La tendenza ad autocelebrare i propri successi, a ingigantire i propri meriti ricorrendo persino alla menzogna e alla propaganda, allo stesso tempo esagerando l'entità delle sfide che si hanno di fronte, in questo caso le minacce alla sicurezza dei cittadini; e poi l'ossessione per il controllo, che sfiora il grottesco, il mito della propria infallibilità, la presunzione di agire per il bene della nazione e quindi di poter chiudere un occhio o anche entrambi sui mezzi di cui ci si avvale, spesso oltre i confini della legalità. Sono tutti tratti che non troviamo solo negli uomini, che così mascherano le proprie debolezze e inadeguatezze, ma sono comuni alle grandi burocrazie statali e al loro istinto di sopravvivenza. Le più spudorate esagerazioni con le quali Hoover cerca di glorificare se stesso e in questo modo rafforzare l'FBI sono le stesse con le quali le burocrazie statali, di tutti i tempi, cercano di giustificare di fronte all'opinione pubblica e alle autorità politiche la loro esistenza, anzi il loro essere indispensabili, insostituibili, e quindi di convincerle ad attribuire loro poteri sempre maggiori ed estesi.

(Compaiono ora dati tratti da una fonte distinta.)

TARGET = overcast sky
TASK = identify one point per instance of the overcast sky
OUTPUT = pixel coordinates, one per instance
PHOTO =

In una rincorsa alla perfezione, ad un massimo di efficienza ed efficacia dell'organizzazione, che sembra avere l'andamento di una curva. Raggiunto un punto fino al quale alla crescita di risorse, dimensioni e potere corrisponde anche un aumento di efficienza, quest'ultima comincia a declinare proprio a causa principalmente dell'eccessiva espansione e cominciano a manifestarsi effetti distorsivi, derive anche pericolose rispetto agli scopi originari dell'organizzazione.

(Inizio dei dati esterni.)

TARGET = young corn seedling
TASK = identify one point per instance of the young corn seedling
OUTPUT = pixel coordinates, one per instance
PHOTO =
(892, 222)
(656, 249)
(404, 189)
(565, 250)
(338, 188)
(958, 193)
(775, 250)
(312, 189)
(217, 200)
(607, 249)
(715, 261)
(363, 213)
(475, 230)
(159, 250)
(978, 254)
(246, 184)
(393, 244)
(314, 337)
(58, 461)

E' questa la dinamica che per tutta la durata del film accomuna J. Edgar e la sua FBI. Le buone intenzioni, il patriottismo, la forza di carattere, il senso del dovere, tutte le intuizioni geniali non bastano a risparmiare a Hoover e all'FBI una eterogenesi dei fini. E persino nel tributo a Hoover per le incontestabili innovazioni nella lotta al crimine - la centralità delle impronte digitali, dell'analisi scientifica dei luoghi e dei reperti - s'insinua costantemente il dubbio sulla pretesa onnipotenza e perfezione del "sistema". La macchina statale imperfetta, fallibile, ossessionata, bugiarda, e autoindulgente come i suoi artefici. Anche in questa chiave "politica", come in tutti i film di Eastwood il fattore umano, i singoli individui, indagati senza pregiudizi nei punti di forza e soprattutto nei loro limiti e debolezze, si rivelano decisivi in qualunque avventura collettiva, che sia la guerra nel Pacifico o la storia dell'FBI, dunque attraverso di essa dell'intero '900 americano.

Come per i protagonisti di Million Dollar Baby e Gran Torino la forza d'animo, l'essere dei "duri", che Clint ha impersonato nella sua carriera di attore e continua a impersonare nell'immaginario collettivo, anche in J. Edgar non bastano ad avere ragione della durezza della vita. Peccato che questo film non riesca a coinvolgere lo spettatore come gli altri due. Se quella di Leonardo Di Caprio è un'interpretazione maiuscola, senz'altro da Oscar, in alcuni passaggi alla Marlon Brando, alcune pecche minano la riuscita del film. La narrazione è dall'inizio e per la prima metà del film troppo faticosa, in un certo senso "letteraria". Gli invecchiamenti sono tutt'altro che convincenti, addirittura ridicoli quelli di Armie Hammer e Naomi Watts (ad interpretare i loro personaggi invecchiati potevano essere chiamati attori semplicemente più anziani). Sfiora a tratti la caricatura la resa di fondamentali temi narrativi, come i rapporti di Hoover con la madre e con Clyde Tolson, così come il tema dell'omosessualità repressa, affrontato in modo troppo convenzionale, ma qui forse c'è da chiamare in causa lo sceneggiatore, Dustin Lance Back, lo stesso di Milk. E' se non altro apprezzabile che sul finale il film non scada nel sentimentalismo.